I'm sure you're wondering, "Why did Cindy sell her golden girl?"
I sold her for the most common of reasons: She simply was not the right horse for me any more. One of the hardest aspects of life with horses is accepting that sometimes a horse you love is no longer a good match. Such was the case with Lexi.
When I bought her, I had just begun riding again after my jumping accident (the one that left me with chronic pain and some paralysis in my right arm). Because I'd loved competing so much, I guess I imagined myself competing again. Of course I wasn't up to showing in any sort of jumping event, but I figured I could show in amateur western horsemanship and pleasure classes. So when I saw Lexi, and tried her out, I fell in love. She was exquisitely trained and had an extensive show record. She was the horse for me! I eagerly shelled out the money for her. It was the most I'd ever paid for a horse.
Then reality sunk in. There was this endless list of "stuff" that I needed to buy in order to compete, and it was all very, very expensive. Even when I liquidated all of my hunt seat paraphernalia, I was still thousands of $$$$ away from having all of the accoutrements required to dive right into the western show pen. So that dream faded away. Quickly.
Still, I enjoyed riding Lexi in the arena at my parents' small ranch. OccasionallyI'd take Lexi out on the trails, and she was great. But when I bought this new house, and began to go on more rigorous, adventuresome trail rides through hills and... *gasp!*... rivers... Lexi began to express her dislike for such excursions. As I've shared here before, crossing rivers and streams is not high on Lexi's list of "Things I'd like to do Today." I could tell that being a 4-wheel drive Humvee was not her role in life. She was, as her name implied, a Lexus.
So she's now with someone who will take her back into the show ring.
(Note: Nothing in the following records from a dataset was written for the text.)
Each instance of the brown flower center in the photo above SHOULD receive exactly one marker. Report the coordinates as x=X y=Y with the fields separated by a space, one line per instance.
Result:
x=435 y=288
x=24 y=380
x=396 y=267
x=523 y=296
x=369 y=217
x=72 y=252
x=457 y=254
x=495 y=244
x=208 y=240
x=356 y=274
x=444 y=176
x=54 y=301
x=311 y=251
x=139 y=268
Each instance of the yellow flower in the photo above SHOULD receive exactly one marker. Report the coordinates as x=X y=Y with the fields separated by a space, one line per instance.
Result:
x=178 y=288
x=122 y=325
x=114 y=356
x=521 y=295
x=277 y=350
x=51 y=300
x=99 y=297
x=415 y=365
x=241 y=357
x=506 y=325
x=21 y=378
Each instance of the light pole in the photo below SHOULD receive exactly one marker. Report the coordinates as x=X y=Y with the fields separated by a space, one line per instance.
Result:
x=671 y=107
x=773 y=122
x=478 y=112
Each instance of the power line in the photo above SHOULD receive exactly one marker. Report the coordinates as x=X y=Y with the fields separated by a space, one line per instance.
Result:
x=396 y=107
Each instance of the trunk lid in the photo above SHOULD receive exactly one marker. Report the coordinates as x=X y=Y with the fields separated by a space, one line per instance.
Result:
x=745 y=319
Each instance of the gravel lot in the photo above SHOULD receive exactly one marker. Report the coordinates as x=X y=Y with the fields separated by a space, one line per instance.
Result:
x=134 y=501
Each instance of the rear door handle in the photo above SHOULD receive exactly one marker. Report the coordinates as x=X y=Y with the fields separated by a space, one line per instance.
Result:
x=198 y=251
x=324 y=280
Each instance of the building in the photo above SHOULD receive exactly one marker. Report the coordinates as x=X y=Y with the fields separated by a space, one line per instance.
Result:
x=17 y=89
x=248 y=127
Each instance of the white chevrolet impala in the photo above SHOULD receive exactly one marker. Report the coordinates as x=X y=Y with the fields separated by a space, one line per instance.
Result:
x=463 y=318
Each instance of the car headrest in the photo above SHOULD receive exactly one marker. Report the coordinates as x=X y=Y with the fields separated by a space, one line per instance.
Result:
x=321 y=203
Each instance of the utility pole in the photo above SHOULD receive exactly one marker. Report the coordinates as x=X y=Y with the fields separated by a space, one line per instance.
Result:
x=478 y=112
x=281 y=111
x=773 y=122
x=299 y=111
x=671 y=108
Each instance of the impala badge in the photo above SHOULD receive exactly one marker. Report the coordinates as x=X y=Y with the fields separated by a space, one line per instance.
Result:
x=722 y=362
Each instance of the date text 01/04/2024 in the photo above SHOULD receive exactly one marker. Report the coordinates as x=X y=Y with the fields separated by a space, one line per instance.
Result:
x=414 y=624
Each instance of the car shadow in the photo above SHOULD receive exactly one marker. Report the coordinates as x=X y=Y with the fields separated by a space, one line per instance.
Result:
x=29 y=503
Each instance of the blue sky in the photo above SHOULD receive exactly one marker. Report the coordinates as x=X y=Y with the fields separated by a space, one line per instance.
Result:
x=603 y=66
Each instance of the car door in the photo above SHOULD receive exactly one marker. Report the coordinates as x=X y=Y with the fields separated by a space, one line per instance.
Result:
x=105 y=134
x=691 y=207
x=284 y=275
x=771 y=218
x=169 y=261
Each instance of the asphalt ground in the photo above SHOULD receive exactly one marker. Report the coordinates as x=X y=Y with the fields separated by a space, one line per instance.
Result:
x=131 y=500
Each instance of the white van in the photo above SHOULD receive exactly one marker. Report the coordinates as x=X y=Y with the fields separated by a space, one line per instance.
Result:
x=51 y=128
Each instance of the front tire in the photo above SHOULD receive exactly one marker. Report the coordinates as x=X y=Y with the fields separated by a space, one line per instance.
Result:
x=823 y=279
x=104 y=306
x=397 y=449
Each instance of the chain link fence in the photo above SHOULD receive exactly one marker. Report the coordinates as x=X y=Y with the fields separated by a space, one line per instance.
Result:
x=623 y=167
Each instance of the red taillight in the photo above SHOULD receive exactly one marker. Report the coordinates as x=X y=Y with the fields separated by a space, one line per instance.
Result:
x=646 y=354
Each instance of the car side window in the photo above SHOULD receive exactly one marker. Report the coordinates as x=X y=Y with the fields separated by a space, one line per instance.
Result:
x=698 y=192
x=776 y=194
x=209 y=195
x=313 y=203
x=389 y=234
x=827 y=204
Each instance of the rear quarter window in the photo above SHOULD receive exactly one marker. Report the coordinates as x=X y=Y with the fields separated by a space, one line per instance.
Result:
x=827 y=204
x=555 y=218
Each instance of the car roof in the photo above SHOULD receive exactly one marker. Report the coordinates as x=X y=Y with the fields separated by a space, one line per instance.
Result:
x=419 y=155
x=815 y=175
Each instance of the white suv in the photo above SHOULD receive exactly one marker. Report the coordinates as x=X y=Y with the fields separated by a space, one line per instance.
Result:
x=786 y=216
I'm sure Lexi will still stroll around town on the trails once in a while, but her primary role will be that of a show ring princess.
When I saw the buyer's trainer sit on Lexi, and bridle her up and work her like a western pleasure horse, I knew I had made the correct decision. Lexi seemed so relaxed and confident in her job. Even better? The trainer is the woman who bred and raised Lexi; she owned Lexi's sire, too. And the buyer has loved Lexi since she was a baby, often envisioning her as the epitome of her ideal horse.
All's well that ends well, I suppose. Of course, Wally seems a bit lonesome and I'm now in the predicament of trying to find another horse. But at least this time I'll have a clear understanding of what kind of horse I'm looking for, and I'm confident that my riding goals aren't going to change.